Tiara Aliya Azzahra - detikNews
Selasa, 25 Jan 2022 18:38 WIB
Ahmad Riza Patria
Ahmad Riza Patria (Anggi/detikcom)
Jakarta -

Ketua DPD Gerindra DKI Jakarta Ahmad Riza Patria menyebut efek ekor jas atau coat-tail effect calon presiden belum tentu berdampak terhadap perolehan suara partai. Riza lantas mencontohkan koalisi Prabowo-Sandi dalam Pilpres 2019 yang hanya mendongkrak 1,8% suara Gerindra dalam Pileg 2019.

Riza awalnya mengatakan perpecahan suara antara pemilih capres atau partai bisa saja terjadi. Bahkan, menurut dia, hal ini juga berdampak pada perolehan suara partai pengusung Jokowi-Ma'ruf Amin dalam Pilples 2019.

"Bisa ambil contoh pada pemilu 2019, di mana partai-partai pasangan Jokowi-Ma'ruf Amin, dalam pileg ternyata tidak mendapat efek ekor jas yang signifikan alias stagnan. Sebut saja partai Golkar, PDIP hanya naik 2 persen, dan Hanura tidak lolos parlemen, hanya NasDem dan PKB yang mengalami kenaikan," kata Riza dalam FGD DPD Gerindra DKI Jakarta, Selasa (25/1/2022).

"Begitu juga koalisi Prabowo-Sandi, di mana Gerindra ketumnya adalah capres, namun nyatanya perolehan suara Gerindra tidak begitu banyak terdongkrak.

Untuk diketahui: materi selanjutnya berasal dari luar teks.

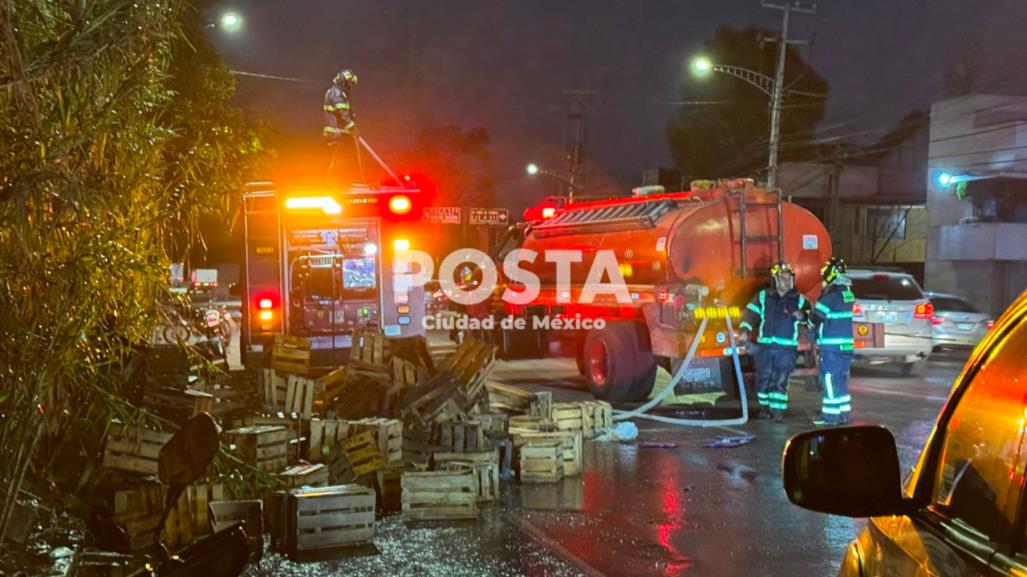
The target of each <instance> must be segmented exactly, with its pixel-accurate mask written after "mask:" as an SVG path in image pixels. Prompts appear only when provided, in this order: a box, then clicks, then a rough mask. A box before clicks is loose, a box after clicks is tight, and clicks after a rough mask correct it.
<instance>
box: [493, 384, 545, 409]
mask: <svg viewBox="0 0 1027 577" xmlns="http://www.w3.org/2000/svg"><path fill="white" fill-rule="evenodd" d="M485 388H486V389H487V390H488V397H489V411H491V412H504V411H505V412H511V413H527V412H528V409H529V407H531V401H532V399H533V398H534V395H533V394H532V393H530V392H528V391H526V390H524V389H522V388H518V387H511V386H509V385H502V384H499V383H495V382H489V383H486V385H485Z"/></svg>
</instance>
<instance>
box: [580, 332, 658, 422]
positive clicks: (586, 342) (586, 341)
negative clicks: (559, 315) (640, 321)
mask: <svg viewBox="0 0 1027 577" xmlns="http://www.w3.org/2000/svg"><path fill="white" fill-rule="evenodd" d="M645 345H646V343H644V342H643V339H642V335H641V332H640V330H639V326H638V325H637V324H636V323H635V322H611V323H609V324H607V325H606V328H605V329H602V330H599V331H589V332H588V335H587V336H586V337H585V340H584V354H583V360H584V366H585V367H584V369H585V371H584V377H585V383H586V384H587V385H588V390H589V391H591V392H592V394H593V396H595V397H596V398H601V399H603V400H609V401H613V402H620V401H638V400H644V399H645V397H647V396H648V395H649V392H650V391H652V386H653V383H654V382H655V378H656V359H655V358H654V357H653V355H652V352H651V351H649V350H648V347H647V346H645Z"/></svg>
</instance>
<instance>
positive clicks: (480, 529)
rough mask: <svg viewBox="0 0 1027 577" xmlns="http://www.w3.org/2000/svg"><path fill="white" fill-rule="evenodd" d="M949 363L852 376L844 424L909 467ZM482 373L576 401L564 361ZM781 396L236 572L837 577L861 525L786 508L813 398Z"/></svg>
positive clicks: (533, 362) (938, 393)
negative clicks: (892, 443) (767, 411)
mask: <svg viewBox="0 0 1027 577" xmlns="http://www.w3.org/2000/svg"><path fill="white" fill-rule="evenodd" d="M961 367H962V359H960V358H956V357H949V358H941V359H931V360H929V361H928V362H927V363H926V366H925V368H924V369H923V370H922V371H921V372H920V374H917V375H914V376H912V377H909V378H899V377H897V376H893V375H892V374H889V373H888V372H887V371H885V370H879V371H878V370H872V369H865V370H853V375H852V381H851V384H850V389H851V394H852V397H853V402H852V405H853V418H854V420H855V421H859V422H873V423H879V424H882V425H884V426H886V427H887V428H889V429H890V430H891V431H892V432H893V433H895V435H896V438H897V443H898V445H899V455H900V459H901V460H902V464H903V468H904V469H906V470H908V469H909V468H911V467H912V466H913V464H914V463H915V460H916V456H917V455H918V453H919V451H920V449H921V448H922V445H923V443H924V440H925V438H926V435H927V434H928V432H929V431H930V427H931V426H933V424H934V420H935V417H936V416H937V414H938V411H939V409H940V408H941V406H942V403H943V402H944V401H945V398H946V395H947V394H948V391H949V389H950V387H951V385H952V382H953V380H954V379H955V377H956V375H957V374H958V372H959V370H960V369H961ZM661 377H662V378H664V379H665V378H667V375H665V374H661ZM493 379H494V380H496V381H499V382H504V383H507V384H516V385H519V386H523V387H525V388H526V389H529V390H550V391H553V392H554V398H555V400H572V399H578V398H587V397H588V396H587V394H586V393H584V392H583V391H581V390H580V388H579V387H580V378H579V377H578V376H577V372H576V370H575V368H574V364H573V361H569V360H562V359H545V360H532V361H516V362H499V363H498V366H497V368H496V370H495V372H494V373H493ZM790 392H791V397H792V407H793V409H792V414H791V416H790V418H789V419H788V420H787V421H786V422H785V423H783V424H776V423H771V422H762V421H761V422H751V423H748V424H746V425H740V426H734V427H730V428H716V427H715V428H691V427H678V426H672V425H664V424H659V423H655V422H647V421H643V420H636V421H635V422H636V423H637V424H638V427H639V437H638V443H647V441H649V443H659V444H667V445H675V447H673V448H643V447H640V446H639V445H638V444H612V443H586V444H585V446H584V450H583V471H582V474H581V476H580V477H569V478H565V479H564V480H563V482H562V483H561V484H558V485H551V486H519V485H518V484H517V483H516V482H510V483H506V484H504V485H503V491H504V493H503V495H502V498H501V500H500V502H499V503H497V504H495V505H491V506H489V507H487V508H486V509H485V511H484V512H483V514H482V515H481V518H480V521H479V522H478V523H469V524H458V525H453V524H450V525H442V526H433V527H419V528H408V527H406V526H404V524H403V523H402V521H401V520H400V518H398V517H396V516H391V517H387V518H386V520H384V521H383V522H380V523H379V526H378V535H377V537H376V539H375V547H374V549H371V550H368V551H365V552H362V554H359V555H352V556H348V557H345V559H334V560H332V561H326V562H318V563H308V564H303V565H296V564H291V563H288V562H286V561H283V560H281V559H280V557H278V556H277V555H275V554H273V553H269V554H268V555H267V556H266V557H265V560H264V561H263V562H262V563H261V564H260V566H258V567H254V568H251V569H250V570H249V571H248V573H246V574H248V575H253V576H272V575H274V576H282V577H284V576H292V575H297V576H300V575H310V576H314V575H317V576H329V575H331V576H335V575H340V576H341V575H381V576H407V575H410V576H421V575H426V576H445V577H462V576H468V577H469V576H493V575H495V576H519V575H524V576H548V575H554V576H565V575H566V576H574V575H587V576H610V577H613V576H617V577H622V576H623V577H626V576H649V575H665V576H672V575H685V576H692V575H694V576H724V577H729V576H748V575H783V576H785V575H803V576H810V577H815V576H830V575H835V574H836V572H837V568H838V562H839V560H840V559H841V555H842V553H843V551H844V548H845V546H846V544H847V543H848V541H849V540H850V539H852V537H854V536H855V534H857V532H858V531H859V530H860V529H861V527H862V522H861V521H858V520H849V518H844V517H836V516H830V515H824V514H820V513H813V512H809V511H805V510H802V509H800V508H798V507H795V506H793V505H791V504H790V503H788V501H787V498H786V497H785V494H784V491H783V490H782V486H781V478H779V467H781V464H779V460H781V454H782V450H783V448H784V446H785V443H786V440H787V439H788V437H789V436H790V435H792V434H795V433H797V432H799V431H802V430H805V429H807V428H809V425H808V418H809V417H810V416H811V415H813V414H814V413H815V412H816V410H817V409H819V397H817V393H815V392H813V391H808V390H805V389H804V387H803V386H802V385H801V384H800V383H798V382H793V384H792V386H791V391H790ZM674 413H675V410H673V409H662V410H661V414H664V415H673V414H674ZM681 416H685V415H684V414H681ZM689 416H692V415H689ZM734 434H755V435H756V438H755V439H754V440H753V441H752V443H751V444H749V445H746V446H743V447H738V448H734V449H705V448H702V444H705V443H706V441H708V440H711V439H713V438H715V437H717V436H719V435H734Z"/></svg>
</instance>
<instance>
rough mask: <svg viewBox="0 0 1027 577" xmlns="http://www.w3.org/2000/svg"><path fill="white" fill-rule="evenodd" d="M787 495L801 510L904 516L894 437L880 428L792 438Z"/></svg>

Pada 2019 Gerindra meraup 13,9 persen suara, hanya naik 1,8 persen. Pemilu sebelumnya dapat 12,1 persen," sambung Riza.

Kendati demikian, Riza tak menampik jika efek ekor jas berhasil meningkatkan suara partai di pemilu. Hal ini dibuktikan oleh figur Presiden RI Susilo Bambang Yudhoyono yang sukses membawa Partai Demokrat menjadi partai pemenang pemilu.

"Ketokohan Pak SBY diakui mempengaruhi tingkat perolehan Demokrat di dua pemilu tersebut. Publik memilih Demokrat lantaran partai tersebut identik dengan figur Pak SBY yang saat itu merupakan presiden dengan tingkat elektabilitas dan kepuasan publik yang tinggi," ujarnya.

Oleh karena itu, Riza memandang efek ekor jas tetap diperlukan untuk menyukseskan gelaran Pilkada DKI 2024 mendatang. Dia berharap calon kepala daerah yang diusung partainya dapat memberi dampak positif terhadap perolehan suara partai.

"Fenomena efek ekor jas sangat penting dalam siklus pemilu serentak di Indonesia pada Pemilu 2024 mendatang, sedangkan di tingkat lokal seperti DKI Jakarta, efek ekor jas juga akan menjadi yang perlu diperhatikan dalam Pilkada 2024 nanti, di mana calon kepala daerah yang dicalonkan partai Gerindra diharapkan mampu memberikan hubungan positif dengan perolehan suara partai," jelas Wakil Gubernur DKI Jakarta itu.